Anyway, I love using smoothies and smoothie bowls to mask the healing powders I add in. This is also a great opportunity to add a protein powder of your choice!
Now start your morning (or even midday snack), with something yummy for your tummy.
Ingredients:
- 1 1/2 cups frozen blueberries
- 1/2 cup frozen banana (add more if you want a sweeter smoothie)
- 1 avocado
- 1 1/2 cups almond milk
- Toppings: tahini, chia seeds, blackberries
*Option of adding a suggested serving size of Supergreens, protein powder, and matcha for extra energy and nutrition.

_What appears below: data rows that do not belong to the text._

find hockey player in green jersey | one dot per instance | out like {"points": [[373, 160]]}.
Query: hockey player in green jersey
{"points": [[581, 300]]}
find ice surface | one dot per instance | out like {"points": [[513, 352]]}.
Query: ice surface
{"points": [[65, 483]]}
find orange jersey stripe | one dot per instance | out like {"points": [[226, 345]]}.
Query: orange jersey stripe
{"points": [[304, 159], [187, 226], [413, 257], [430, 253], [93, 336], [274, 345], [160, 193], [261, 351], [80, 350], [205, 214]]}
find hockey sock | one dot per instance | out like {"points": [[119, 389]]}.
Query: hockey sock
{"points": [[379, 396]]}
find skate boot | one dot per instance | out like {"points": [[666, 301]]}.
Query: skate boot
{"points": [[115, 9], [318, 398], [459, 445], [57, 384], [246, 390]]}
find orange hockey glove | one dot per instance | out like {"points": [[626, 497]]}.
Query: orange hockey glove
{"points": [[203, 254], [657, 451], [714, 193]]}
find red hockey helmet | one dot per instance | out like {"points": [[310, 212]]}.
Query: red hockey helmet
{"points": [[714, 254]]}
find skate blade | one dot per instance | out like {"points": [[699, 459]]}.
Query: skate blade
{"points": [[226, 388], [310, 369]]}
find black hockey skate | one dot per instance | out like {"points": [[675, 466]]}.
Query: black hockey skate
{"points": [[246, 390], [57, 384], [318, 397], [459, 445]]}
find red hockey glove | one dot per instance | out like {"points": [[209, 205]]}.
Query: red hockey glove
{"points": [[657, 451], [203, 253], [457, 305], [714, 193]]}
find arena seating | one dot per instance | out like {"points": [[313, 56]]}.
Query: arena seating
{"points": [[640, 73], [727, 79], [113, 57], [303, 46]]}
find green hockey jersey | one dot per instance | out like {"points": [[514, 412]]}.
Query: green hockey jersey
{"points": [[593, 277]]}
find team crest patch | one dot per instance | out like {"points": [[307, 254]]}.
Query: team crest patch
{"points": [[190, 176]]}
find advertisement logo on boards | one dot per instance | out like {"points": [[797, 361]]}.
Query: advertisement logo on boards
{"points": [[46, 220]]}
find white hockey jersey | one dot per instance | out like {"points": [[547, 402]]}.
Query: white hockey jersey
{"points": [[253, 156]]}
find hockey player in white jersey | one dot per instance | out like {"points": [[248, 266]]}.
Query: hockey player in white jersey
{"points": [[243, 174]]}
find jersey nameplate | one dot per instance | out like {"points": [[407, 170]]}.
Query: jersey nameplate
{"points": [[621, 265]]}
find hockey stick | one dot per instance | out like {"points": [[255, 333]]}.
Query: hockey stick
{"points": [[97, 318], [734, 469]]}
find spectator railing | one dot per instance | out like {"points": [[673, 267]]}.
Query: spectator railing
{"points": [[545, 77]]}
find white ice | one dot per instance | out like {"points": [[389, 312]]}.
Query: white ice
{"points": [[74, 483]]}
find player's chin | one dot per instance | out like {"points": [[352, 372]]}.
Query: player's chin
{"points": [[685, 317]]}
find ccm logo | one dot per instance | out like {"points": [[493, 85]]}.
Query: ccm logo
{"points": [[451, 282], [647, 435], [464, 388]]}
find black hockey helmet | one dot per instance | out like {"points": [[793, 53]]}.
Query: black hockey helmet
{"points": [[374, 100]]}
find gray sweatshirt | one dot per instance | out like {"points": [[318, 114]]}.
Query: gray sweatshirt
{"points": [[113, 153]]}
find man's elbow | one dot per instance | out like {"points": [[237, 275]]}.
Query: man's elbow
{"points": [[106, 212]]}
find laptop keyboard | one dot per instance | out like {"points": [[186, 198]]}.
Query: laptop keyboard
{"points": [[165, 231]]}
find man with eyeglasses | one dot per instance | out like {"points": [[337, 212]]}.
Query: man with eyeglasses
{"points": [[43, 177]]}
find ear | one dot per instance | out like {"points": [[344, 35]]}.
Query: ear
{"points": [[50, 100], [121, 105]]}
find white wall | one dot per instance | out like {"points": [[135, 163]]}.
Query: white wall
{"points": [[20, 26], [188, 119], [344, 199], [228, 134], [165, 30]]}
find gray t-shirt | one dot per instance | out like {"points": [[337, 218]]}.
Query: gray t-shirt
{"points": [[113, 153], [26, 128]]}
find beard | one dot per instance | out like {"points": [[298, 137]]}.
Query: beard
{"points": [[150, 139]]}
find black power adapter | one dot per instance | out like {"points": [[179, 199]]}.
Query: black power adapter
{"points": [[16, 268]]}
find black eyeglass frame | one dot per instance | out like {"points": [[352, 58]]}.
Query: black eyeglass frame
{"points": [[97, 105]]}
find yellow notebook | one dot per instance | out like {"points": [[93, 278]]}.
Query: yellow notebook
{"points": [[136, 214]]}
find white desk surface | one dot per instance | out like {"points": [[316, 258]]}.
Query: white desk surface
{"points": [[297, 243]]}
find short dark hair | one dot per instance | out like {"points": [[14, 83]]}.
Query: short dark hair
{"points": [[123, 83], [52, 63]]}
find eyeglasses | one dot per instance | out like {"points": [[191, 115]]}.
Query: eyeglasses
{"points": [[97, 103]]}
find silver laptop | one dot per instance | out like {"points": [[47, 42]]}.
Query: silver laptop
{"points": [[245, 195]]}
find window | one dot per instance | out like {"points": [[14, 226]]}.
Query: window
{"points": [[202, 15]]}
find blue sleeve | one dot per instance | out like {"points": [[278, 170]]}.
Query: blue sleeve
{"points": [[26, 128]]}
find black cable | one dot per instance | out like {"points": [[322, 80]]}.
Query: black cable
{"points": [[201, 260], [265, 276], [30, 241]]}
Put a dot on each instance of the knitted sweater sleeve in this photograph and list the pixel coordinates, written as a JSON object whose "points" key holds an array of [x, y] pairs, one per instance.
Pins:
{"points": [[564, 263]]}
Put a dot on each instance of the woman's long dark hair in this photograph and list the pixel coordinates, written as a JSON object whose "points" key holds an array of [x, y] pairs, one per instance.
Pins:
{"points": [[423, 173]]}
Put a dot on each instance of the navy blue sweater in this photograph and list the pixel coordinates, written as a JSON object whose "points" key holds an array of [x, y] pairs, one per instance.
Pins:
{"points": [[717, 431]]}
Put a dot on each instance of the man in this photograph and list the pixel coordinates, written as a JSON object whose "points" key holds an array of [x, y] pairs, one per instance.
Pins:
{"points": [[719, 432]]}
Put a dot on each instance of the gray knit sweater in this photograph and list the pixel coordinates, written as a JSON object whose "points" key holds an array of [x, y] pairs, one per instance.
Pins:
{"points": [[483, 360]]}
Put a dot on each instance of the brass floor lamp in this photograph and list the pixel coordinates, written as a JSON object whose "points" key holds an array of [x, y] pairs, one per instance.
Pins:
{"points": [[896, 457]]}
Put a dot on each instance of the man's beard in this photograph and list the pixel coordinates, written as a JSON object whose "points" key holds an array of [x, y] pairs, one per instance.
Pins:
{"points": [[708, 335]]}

**This is for 2 servings so keep in mind that you need to use some math skills if you want to make more!
Directions:
Blend ingredients (excluding toppings) until smooth and put in a pretty bowl. Enjoy for breakfast, a snack, or even dessert 🙂
Toppings:
For extra deliciousness, add chia seeds (which are more plant-based protein) and blackberries, with a drizzle of tahini.